A Birds-Eye View of GF as a Grammar Formalism

Author: Aarne Ranta
Last update: Thu Feb 2 14:16:01 2006



Abstract. This document gives a general description of the Grammatical Framework (GF), with comparisons to other grammar formalisms such as CG, ACG, HPSG, and LFG.

GF in a few words

Grammatical Framework (GF) is a grammar formalism based on constructive type theory.

GF makes a distinction between abstract syntax and concrete syntax.

The abstract syntax part of GF is a logical framework, with dependent types and higher-order functions.

The concrete syntax is a system of records containing strings and features.

A GF grammar defines a reversible homomorphism from an abstract syntax to a concrete syntax.

A multilingual GF grammar is a set of concrete syntaxes associated with one abstract syntax.

GF grammars are written in a high-level functional programming language, which is compiled into a core language (GFC).

GF grammars can be used as resources, i.e. as libraries for writing new grammars; these are compiled and optimized by the method of grammar composition.

GF has a module system that supports grammar engineering and separate compilation.

History of GF

1988. Intuitionistic Categorial Grammar; type theory as abstract syntax, playing the role of Montague's analysis trees. Grammars implemented in Prolog.

1994. Type-Theoretical Grammar. Abstract syntax organized as a system of combinators. Grammars implemented in ALF.

1996. Multilingual Type-Theoretical Grammar. Rules for generating six languages from the same abstract syntax. Grammars implemented in ALF, ML, and Haskell.

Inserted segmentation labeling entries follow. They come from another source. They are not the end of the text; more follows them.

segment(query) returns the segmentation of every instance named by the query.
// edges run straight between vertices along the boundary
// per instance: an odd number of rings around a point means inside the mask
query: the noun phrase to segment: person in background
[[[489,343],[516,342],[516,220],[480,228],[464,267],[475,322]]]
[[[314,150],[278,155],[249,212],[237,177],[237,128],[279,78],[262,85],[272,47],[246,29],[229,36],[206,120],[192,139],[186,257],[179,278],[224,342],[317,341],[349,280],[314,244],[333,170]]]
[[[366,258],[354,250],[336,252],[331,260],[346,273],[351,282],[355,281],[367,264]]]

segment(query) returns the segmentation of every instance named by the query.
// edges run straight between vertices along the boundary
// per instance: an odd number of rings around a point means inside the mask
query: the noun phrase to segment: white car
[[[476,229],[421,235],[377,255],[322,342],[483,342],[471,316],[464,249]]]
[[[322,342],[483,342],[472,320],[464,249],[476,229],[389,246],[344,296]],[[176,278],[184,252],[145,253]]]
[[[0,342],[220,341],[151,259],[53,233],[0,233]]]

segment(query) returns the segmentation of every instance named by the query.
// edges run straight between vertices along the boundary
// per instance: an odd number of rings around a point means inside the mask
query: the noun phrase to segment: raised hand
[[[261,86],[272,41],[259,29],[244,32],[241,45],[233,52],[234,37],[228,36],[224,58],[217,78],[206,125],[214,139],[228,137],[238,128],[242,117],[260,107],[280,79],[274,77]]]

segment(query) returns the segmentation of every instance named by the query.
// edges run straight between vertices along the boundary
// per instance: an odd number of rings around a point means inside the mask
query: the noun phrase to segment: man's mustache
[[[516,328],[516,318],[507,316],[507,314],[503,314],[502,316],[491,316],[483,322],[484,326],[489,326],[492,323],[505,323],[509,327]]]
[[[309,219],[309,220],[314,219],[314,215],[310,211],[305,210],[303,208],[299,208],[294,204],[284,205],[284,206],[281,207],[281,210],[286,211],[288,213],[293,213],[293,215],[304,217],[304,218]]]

1998. The first implementation of GF as a language of its own.

2000. New version of GF: high-level functional source language, records used for concrete syntax.

2003. The module system.

2004. Ljunglöf's thesis Expressivity and Complexity of GF.

Some key ingredients of GF in other grammar formalisms

/ GF ACG LFG HPSG CG
abstract vs concrete syntax X X ? - -
type theory X X - - X
records and features X - X X -

Examples of descriptions in each formalism

To be written...

Lambda terms and records

In CS, abstract syntax is trees and concrete syntax is strings. This works more or less for programming languages.

In CG, all syntax is lambda terms.

In Montague grammar, abstract syntax is lambda terms and concrete syntax is trees. Abstract syntax as lambda terms can be considered well-established.

In PATR and HPSG, concrete syntax it records. This can be considered well-established for natural languages.

In ACG, both are lambda terms. This is more general than GF, but reversibility requires linearity restriction, which can be unnatural for grammar writing.

In GF, linearization from lambda terms to records is reversible, and grammar writing is not restricted to linear terms.

Grammar composition in ACG is just function composition. In GF, it is more restricted...

The structure of GF formalisms

The following diagram (to be drawn properly!) describes the levels.

         |   programming language design
         V
    GF source language
         |
         |   type-directed partial evaluation
         V
    GFC assembly language
         |
         |   Ljunglöf's translation
         V
    MCFG parser

The last two phases are nontrivial mathematica properties.

In most grammar formalisms, grammarians have to work on the GFC (or MCFG) level.

Maybe they use macros - they are therefore like macro assemblers. But there are no separately compiled library modules, no type checking, etc.

The expressivity of GF

Parsing complexity is the same as MCFG: polynomial, with unrestricted exponent depending on grammar. This is between TAG and HPSG.

If semantic well-formedness (type theory) is taken into account, then arbitrary logic can be expressed. The well-formedness of abstract syntax is decidable, but the well-formedness of a concrete-syntax string can require an arbitrary proof construction and is therefore undecidable.

Separability between AS and CS: like TAG (Tree Adjoining Grammar), GF has the goal of assigning intended trees for strings. This is generalized to shared trees for different languages.

The high-level language strives after the properties of writability and readability (programming language notions).

Grammars and parsing

In many projects, a grammar is just seen as a declarative parsing program.

For GF, a grammar is primarily the definition of a language.

Detaching grammars from parsers is a good idea, giving

Separating abstract from concrete syntax is a prerequisite for this: we want parsers to return abstract syntax objects, and these must exist independently of parse trees.

A possible radical approach to parsing: use a grammar to generate a treebank and machine-learn a statistical parser from this.

Comparison: Steedman in CCG has done something like this.

Grammars as software libraries

Reuse for different purposes.

Grammar composition.

Multilinguality

In application grammars, the AS is a semantic model, and a CS covers domain terminology and idioms.

This can give publication-quality translation on limited domains (e.g. the WebALT project).

Resource grammars with grammar composition lead to compile-time transfer.

When is run-time transfer necessary?

Cf. CLE (Core Language Engine).

Parametrized modules

This notion comes from the ML language in the 1980's.

It can be used for sharing even more code between languages than their AS.

Especially, for related languages (Scandinavian, Romance).

Cf. grammar porting in CLE: what they do with untyped macro packages GF does with typable interfaces.